Tra le richieste avanzate, non recepite da Regione Lombardia, il segretario di SiMPeF ricorda la necessità di avere dispositivi di protezione individuale per svolgere la professione in sicurezza: «Peccato che queste linee guida siano state imposte, oltre che dall’etica professionale, anche dalle direttive dell’ATS, dove c’era riportato un elenco di dotazioni che avrebbero dovuto fornirci attraverso i loro uffici e che mai sono stati consegnati in toto. Le mascherine sono arrivate in numero inferiore a quanto stabilito, mentre invece per quanto riguarda camici, visiere e occhiali non abbiamo ricevuto nulla».

LEGGI ANCHE: LOMBARDIA, LO SFOGO DEI MEDICI DI MEDICINA GENERALE: «CI DICEVANO CHE IL TAMPONE NON SERVIVA. COSI SIAMO DIVENTATI VETTORI DEL VIRUS»

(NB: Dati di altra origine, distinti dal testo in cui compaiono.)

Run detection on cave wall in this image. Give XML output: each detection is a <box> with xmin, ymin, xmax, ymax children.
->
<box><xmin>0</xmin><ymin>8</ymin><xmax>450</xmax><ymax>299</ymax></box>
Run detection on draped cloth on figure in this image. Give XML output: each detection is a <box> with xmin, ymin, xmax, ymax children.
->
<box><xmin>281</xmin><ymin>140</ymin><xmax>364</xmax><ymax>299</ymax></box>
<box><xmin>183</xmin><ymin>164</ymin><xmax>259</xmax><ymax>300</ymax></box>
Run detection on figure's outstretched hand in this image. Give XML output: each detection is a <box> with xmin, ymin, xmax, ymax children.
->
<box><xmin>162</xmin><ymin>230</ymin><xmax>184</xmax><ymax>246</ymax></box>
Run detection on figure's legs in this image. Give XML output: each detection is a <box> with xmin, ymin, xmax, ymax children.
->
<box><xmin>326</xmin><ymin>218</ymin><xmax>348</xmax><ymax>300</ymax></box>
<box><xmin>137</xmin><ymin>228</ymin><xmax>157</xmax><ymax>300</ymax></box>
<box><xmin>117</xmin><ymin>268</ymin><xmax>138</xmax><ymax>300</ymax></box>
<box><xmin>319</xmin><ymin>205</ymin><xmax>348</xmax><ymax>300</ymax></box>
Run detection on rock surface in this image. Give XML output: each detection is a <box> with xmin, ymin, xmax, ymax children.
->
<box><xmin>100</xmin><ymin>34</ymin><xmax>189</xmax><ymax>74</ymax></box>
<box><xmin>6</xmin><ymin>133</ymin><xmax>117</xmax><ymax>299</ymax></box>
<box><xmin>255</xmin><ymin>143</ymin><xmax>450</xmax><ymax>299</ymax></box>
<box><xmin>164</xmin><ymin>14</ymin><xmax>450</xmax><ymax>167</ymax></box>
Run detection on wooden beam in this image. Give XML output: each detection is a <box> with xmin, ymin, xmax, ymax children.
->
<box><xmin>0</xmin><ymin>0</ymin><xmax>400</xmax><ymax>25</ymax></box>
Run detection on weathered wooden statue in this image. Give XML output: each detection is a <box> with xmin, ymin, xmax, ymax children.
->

Pronta la replica di Regione Lombardia nella voce del presidente della Commissione Sanità, Emanuele Monti, che auspica collaborazione e dialogo tra le parti: «La direzione che ha intrapreso il Consiglio regionale lombardo in un futuro post-Covid è di rilanciare la figura della medicina del territorio. I medici di medicina generale e i pediatri di libera scelta sono un grande valore che abbiamo in Italia e in Lombardia, un unicum a livello internazionale, e questo unicum deve essere tutelato e potenziato. C’è stato un misunderstanding nel concetto di risoluzione del Consiglio regionale nel vedere i medici di medicina generale e i pediatri di libera scelta come dipendenti del sistema sanitario pubblico. Questo messaggio, che si è inserito nella risoluzione proposta da alcune parti politiche che compongono il Consiglio regionale, voleva invece sottolineare la volontà di stringere ancora di più una collaborazione forte con il sistema della medicina del territorio. Da questo punto di vista io sono molto positivo e ottimista. Noi dobbiamo uscire da questa esperienza tragica del coronavirus potenziando il territorio e portando a termine la legge 23 del 2015».

E per tamponi e mascherine, Monti respinge le accuse e passa la “palla” al governo centrale: «È lo Stato con la Protezione Civile che doveva rifornire i tamponi e permettere di avere i reagenti, discutendo con l’Europa, visto che l’80% dei reagenti è prodotto in Germania che ha bloccato l’esportazione. Qui è mancato lo Stato e il governo. La regione ha fatto quello che poteva e l’ha fatto anche bene, dando oltre 13mila mascherine a tutti i lombardi, distribuendo camici e calzari e facendo tamponi. Ricordo che siamo la prima regione per numero di tamponi eseguiti in Italia, dopodiché chi è mancato è a Roma. Ecco, io invito tutti i medici di medicina generale e i pediatri di libera scelta ad unirsi a noi in una voce molto forte verso Roma, perché il rischio è che la realtà venga distorta, quasi che la colpa fosse di Regione Lombardia, che invece si è rimbocca le maniche ed è riuscita a sopperire dove lo Stato è mancato».